(A comment by me on an FSP post)
...From discussions with academics in humanities, the demands, pressures, and everyday lives of humanities and science academics are very different. For one thing, it seems much more difficult to get a paying job in the humanities (as a grad student, as a professor, or as anything else.)
The student-professor relationship also seems very different. Students who work as research assistants in humanities seem to get paid, but get no credit on publications for which they assist? And students' research may have very, very little to do with their advisors' research. In contrast, Ph.D. advisors in the sciences seem to have huge responsibility to their students, often providing funding, lab space and equipment, the big idea behind the projects, and various degrees of involvement in their students' research process. All that responsibility is in exchange for co-authorship on publications, which seems to be the main determining factor on tenure decisions for all academics.
It seems like science professors are more managers and project leaders, while humanities professors continue more directly doing research and writing.
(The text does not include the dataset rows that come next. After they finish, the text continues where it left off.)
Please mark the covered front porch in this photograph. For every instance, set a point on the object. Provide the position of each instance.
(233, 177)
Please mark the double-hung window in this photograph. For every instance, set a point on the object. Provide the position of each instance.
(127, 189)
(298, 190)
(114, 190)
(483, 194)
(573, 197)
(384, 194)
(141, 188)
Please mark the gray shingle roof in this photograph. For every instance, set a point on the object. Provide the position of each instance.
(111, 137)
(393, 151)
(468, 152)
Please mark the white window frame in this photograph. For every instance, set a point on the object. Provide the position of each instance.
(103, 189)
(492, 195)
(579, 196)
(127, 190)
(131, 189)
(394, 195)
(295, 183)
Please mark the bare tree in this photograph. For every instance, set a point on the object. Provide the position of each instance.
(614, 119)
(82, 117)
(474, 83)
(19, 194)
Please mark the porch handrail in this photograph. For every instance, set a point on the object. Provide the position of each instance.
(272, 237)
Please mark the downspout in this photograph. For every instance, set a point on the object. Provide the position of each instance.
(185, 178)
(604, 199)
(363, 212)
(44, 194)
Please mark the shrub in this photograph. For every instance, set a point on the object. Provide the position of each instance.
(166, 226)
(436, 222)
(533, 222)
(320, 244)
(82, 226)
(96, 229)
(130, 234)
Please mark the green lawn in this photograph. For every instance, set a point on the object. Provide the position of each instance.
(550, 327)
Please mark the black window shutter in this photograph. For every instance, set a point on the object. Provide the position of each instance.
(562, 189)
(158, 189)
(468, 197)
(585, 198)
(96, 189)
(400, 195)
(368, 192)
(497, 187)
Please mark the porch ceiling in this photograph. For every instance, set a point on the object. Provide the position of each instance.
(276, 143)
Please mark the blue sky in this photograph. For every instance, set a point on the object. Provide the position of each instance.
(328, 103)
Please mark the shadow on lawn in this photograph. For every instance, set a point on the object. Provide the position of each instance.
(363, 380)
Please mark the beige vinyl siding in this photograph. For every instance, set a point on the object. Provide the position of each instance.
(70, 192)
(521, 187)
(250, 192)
That difference is much larger than just the disparity of the fields.
And there's also the difference that in science, researchers have to conceive of an idea that is interesting and not already published, design and build instrumentation to test said idea, acquire data (which may or may not provide interestingly interpretable results, and then analyze, interpret and publish said results. In the humanities, researchers get to skip right from conceive of an idea to the analysis. And they never have to worry that it just won't work. Effing science.